Hunt concluded that floaters showed a “demonstrable trend” toward what he called the “Explorative Progression,” with the subjects moving from the Physiological to the Ego-Centered/Cognitive Mastery to the Transpersonal Orientation. That is, floating does facilitate (and in many ways cause) entry to deeper (or higher) levels of the mind.106 Other experimental studies, work by psychologists and psychiatrists who use the tank for therapy, and a wealth of anecdotal evidence as well, confirm Hunt’s conclusions.

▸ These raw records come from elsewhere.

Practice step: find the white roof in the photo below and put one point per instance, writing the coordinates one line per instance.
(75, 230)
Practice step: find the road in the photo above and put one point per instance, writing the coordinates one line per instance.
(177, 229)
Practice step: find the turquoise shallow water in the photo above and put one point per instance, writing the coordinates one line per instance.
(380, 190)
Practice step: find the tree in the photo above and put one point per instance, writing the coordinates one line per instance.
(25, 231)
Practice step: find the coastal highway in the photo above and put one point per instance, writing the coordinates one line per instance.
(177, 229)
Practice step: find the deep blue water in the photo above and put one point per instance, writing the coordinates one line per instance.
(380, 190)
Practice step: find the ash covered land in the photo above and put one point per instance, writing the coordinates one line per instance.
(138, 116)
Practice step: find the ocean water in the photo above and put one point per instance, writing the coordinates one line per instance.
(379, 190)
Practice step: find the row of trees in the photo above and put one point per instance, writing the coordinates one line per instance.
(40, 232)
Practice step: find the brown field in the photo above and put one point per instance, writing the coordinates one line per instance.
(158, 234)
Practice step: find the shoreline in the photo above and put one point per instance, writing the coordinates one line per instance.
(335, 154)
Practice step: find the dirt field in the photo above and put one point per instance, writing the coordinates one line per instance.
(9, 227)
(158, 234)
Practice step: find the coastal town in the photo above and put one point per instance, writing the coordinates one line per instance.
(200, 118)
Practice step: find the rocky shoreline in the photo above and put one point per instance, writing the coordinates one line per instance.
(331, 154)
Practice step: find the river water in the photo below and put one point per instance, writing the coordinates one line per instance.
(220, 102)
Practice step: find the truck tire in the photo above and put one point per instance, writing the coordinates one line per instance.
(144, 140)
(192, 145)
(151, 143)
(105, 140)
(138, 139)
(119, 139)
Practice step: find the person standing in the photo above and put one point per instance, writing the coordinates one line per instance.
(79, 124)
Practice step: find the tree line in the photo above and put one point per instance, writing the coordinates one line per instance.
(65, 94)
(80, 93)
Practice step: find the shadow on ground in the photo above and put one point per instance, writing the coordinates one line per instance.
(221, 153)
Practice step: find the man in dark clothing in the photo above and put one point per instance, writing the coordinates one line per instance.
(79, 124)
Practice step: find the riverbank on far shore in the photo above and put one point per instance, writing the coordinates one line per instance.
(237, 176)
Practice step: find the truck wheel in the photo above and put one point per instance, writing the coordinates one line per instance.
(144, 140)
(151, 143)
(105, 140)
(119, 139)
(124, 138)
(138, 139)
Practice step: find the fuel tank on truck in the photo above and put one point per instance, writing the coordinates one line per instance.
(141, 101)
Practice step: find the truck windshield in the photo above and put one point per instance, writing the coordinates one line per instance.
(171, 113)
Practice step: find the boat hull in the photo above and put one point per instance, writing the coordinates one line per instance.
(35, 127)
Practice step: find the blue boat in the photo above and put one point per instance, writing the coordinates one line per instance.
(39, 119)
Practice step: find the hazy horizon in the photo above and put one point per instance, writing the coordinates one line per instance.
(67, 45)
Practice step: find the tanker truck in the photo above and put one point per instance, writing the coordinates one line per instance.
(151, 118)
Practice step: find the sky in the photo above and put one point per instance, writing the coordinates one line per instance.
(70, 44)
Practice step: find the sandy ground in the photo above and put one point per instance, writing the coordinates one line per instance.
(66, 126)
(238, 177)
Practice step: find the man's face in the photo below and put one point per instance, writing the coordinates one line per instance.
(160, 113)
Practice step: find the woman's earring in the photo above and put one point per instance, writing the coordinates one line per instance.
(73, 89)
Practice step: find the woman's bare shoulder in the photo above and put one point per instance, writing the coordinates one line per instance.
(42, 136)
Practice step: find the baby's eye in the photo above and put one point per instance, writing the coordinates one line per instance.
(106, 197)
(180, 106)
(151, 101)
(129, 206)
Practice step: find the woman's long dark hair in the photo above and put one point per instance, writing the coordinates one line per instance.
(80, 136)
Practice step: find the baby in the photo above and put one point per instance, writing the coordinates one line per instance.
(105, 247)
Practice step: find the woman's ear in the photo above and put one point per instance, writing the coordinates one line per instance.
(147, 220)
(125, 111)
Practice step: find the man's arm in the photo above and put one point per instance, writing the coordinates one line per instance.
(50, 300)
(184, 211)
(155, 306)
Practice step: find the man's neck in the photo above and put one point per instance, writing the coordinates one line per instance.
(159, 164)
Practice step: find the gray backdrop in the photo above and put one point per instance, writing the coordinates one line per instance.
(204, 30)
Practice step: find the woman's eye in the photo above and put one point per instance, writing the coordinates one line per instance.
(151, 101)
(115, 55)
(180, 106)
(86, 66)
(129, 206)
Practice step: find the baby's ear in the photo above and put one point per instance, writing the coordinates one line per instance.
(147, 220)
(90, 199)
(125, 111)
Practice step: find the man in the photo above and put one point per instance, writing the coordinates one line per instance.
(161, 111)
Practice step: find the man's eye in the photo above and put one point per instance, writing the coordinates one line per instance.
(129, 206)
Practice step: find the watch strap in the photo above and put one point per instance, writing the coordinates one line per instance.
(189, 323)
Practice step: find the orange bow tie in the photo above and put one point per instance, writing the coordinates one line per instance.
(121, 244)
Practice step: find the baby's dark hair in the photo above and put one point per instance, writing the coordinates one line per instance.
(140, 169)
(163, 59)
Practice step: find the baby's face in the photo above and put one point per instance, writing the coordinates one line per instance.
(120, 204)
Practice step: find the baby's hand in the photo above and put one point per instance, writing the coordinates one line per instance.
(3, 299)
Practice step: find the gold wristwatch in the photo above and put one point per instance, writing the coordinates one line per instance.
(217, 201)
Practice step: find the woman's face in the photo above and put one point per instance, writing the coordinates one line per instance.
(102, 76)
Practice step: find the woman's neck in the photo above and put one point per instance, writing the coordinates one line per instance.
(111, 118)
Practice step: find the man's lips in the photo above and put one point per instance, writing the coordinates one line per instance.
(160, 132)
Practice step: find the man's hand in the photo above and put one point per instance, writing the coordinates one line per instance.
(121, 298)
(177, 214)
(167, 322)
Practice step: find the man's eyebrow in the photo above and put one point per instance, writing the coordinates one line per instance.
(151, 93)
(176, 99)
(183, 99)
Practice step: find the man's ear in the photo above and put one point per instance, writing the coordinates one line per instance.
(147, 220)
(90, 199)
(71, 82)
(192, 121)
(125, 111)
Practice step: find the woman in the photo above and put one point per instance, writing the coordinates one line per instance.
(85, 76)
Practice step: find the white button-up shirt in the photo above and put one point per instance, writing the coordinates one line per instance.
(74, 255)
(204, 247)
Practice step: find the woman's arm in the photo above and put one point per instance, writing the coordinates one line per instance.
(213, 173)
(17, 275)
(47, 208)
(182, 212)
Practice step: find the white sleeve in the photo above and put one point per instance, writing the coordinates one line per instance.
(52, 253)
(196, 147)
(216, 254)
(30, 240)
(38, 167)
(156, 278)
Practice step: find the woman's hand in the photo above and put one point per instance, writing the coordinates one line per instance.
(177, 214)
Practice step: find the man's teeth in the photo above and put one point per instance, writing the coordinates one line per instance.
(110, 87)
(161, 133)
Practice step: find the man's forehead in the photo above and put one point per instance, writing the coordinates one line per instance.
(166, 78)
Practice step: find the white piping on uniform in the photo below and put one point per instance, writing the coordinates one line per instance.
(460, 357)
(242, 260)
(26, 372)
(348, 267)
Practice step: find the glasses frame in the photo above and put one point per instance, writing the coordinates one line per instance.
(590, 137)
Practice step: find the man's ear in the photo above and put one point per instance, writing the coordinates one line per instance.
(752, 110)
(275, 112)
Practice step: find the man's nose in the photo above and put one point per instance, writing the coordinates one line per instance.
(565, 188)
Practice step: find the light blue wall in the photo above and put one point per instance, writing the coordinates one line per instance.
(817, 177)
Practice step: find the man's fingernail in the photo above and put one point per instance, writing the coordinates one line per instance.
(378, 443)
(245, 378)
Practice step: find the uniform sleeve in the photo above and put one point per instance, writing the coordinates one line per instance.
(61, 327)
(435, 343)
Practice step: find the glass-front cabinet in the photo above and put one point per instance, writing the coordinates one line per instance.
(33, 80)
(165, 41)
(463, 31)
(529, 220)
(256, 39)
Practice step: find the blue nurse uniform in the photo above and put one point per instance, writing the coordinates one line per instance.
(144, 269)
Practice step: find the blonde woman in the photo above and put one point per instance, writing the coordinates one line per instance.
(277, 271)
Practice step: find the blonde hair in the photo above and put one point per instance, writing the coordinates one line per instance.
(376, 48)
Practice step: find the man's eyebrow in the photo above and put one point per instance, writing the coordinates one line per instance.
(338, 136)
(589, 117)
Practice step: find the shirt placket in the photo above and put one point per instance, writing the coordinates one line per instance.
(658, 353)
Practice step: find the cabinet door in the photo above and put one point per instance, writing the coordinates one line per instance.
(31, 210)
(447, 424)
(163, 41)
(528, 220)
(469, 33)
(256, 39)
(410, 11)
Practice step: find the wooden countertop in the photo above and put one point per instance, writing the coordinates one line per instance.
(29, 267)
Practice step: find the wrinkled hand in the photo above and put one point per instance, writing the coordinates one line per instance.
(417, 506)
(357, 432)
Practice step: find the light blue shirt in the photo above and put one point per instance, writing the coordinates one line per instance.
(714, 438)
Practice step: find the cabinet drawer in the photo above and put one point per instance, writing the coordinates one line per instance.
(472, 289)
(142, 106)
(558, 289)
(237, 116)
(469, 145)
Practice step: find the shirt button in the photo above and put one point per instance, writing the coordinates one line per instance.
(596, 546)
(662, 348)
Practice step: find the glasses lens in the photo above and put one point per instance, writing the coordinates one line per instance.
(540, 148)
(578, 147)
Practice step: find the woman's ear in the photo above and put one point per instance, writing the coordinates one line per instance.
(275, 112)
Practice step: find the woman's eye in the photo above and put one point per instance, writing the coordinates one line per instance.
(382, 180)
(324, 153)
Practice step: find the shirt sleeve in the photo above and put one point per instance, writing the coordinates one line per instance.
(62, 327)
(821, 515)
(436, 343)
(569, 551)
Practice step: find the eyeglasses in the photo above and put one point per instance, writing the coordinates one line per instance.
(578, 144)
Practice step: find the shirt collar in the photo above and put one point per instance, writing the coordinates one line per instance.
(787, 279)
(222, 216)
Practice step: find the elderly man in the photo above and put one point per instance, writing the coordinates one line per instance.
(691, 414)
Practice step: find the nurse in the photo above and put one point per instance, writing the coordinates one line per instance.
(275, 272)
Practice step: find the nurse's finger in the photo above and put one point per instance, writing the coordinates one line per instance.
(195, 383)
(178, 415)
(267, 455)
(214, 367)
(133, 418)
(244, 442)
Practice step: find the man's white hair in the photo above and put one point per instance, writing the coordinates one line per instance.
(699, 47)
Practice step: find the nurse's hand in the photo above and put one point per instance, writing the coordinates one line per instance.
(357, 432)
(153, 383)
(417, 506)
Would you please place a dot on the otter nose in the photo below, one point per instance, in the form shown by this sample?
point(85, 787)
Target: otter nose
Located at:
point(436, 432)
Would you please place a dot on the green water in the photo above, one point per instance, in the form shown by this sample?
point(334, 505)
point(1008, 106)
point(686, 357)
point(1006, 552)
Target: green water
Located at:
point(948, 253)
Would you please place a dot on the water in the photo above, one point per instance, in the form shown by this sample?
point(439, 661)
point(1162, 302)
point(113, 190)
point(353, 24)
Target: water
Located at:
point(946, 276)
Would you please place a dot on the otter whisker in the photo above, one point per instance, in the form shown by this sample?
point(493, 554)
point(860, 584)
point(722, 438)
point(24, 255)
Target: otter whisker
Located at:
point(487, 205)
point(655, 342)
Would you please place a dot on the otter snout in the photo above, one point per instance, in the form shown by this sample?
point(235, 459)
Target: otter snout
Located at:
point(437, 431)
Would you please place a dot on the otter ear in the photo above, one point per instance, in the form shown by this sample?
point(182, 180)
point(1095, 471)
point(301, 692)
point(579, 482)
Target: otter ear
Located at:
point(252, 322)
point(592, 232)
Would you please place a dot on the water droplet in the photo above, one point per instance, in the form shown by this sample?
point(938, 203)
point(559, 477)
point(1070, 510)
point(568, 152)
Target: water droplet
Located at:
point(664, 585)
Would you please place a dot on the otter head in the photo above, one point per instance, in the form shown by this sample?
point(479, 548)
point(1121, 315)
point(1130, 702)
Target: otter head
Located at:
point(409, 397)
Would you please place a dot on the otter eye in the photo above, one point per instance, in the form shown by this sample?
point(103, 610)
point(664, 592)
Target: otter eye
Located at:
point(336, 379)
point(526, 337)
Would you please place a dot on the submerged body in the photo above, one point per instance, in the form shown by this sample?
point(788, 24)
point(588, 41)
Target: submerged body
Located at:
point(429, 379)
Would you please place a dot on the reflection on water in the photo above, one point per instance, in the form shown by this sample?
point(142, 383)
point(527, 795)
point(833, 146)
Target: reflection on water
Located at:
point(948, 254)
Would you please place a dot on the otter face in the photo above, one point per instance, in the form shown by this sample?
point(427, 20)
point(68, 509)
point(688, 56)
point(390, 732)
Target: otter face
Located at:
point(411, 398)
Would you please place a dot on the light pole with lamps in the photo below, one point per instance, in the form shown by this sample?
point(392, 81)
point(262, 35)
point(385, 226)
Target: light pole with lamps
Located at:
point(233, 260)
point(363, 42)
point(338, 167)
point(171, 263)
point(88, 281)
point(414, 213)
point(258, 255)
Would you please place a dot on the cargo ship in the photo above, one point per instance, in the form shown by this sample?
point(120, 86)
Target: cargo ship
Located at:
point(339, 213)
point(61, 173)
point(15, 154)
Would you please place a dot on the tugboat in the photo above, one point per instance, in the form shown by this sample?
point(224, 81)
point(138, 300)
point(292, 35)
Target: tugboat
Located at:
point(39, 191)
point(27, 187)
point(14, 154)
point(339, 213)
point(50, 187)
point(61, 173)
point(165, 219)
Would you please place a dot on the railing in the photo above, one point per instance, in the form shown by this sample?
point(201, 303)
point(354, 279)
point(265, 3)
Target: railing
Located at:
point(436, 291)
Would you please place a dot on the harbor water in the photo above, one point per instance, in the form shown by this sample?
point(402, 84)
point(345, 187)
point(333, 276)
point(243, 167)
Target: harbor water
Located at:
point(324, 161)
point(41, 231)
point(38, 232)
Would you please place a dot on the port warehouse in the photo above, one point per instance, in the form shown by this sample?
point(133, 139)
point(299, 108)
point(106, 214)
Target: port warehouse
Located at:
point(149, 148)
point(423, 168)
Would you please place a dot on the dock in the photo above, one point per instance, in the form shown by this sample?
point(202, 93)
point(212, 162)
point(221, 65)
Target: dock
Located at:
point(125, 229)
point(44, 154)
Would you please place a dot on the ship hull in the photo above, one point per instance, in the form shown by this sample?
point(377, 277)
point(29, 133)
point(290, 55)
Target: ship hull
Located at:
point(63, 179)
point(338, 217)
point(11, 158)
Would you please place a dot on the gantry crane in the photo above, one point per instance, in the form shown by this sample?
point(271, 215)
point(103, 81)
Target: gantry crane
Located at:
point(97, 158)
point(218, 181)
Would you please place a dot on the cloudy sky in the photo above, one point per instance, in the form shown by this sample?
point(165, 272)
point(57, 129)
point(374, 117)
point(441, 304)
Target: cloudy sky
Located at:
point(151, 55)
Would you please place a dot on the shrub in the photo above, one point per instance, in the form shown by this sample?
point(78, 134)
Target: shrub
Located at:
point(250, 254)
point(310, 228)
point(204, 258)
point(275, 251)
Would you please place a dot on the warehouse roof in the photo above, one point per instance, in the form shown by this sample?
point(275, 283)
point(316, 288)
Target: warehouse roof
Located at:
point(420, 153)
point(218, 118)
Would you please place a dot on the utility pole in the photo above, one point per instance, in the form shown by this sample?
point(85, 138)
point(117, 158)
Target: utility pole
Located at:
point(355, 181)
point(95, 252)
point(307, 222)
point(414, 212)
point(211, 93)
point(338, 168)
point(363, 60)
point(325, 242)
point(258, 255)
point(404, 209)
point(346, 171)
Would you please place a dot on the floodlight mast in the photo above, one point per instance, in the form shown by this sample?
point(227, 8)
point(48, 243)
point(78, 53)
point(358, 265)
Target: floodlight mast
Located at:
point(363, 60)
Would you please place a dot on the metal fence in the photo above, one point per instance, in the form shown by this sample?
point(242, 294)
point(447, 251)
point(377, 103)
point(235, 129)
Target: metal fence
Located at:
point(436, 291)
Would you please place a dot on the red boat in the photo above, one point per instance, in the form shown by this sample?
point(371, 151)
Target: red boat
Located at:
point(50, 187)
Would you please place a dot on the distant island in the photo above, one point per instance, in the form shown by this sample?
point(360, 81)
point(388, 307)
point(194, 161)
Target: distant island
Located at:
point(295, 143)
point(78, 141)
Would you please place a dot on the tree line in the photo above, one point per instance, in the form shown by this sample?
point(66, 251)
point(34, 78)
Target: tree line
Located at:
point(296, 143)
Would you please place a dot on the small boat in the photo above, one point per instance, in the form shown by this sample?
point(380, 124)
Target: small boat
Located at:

For athletes, this is important news. The tank takes us rapidly, consistently, and dependably into that mental-physical state which is most conducive to peak play, to transcending ourselves. By doing so it allows us to familiarize ourselves with the physical and mental characteristics of that state, so we can reproduce them with more skill and confidence when we are actually engaged in sport. Through use of the tank we can “practice” the experience of peak play; strengthen and develop our powers of relaxed concentration, calm alertness, and effortless doing; and increase our openness to the integrative powers of the collective unconscious. And, since physiological research shows that the effects of the tank carry over for many hours and even days, we can use the tank as a preparation for athletic play, as a sort of warm-up tool to put us into a state of mind/body unity, with increased abilities of sensory discrimination, enhanced communication between the levels of the physical brain, increased access to our own too often dormant power, strength, coordination, skill, wisdom, stamina, speed.
Whether we’re dealing with the lateralization of the functions of the cerebral cortex, the evolutionary layers of the brain, or the levels of the mind, floating does—in some ways we understand and in some ways still mysterious—bring about and increase a synchronous, balanced, unified, harmonious, and potentiating relationship between all parts of the brain. Through floating we are enabled to peel away millions of years of mental and physical evolution and descend to a level of cellular awareness, the collective unconscious, the Lifetide, that sets free our most explosive, serene, and inspired athletic powers.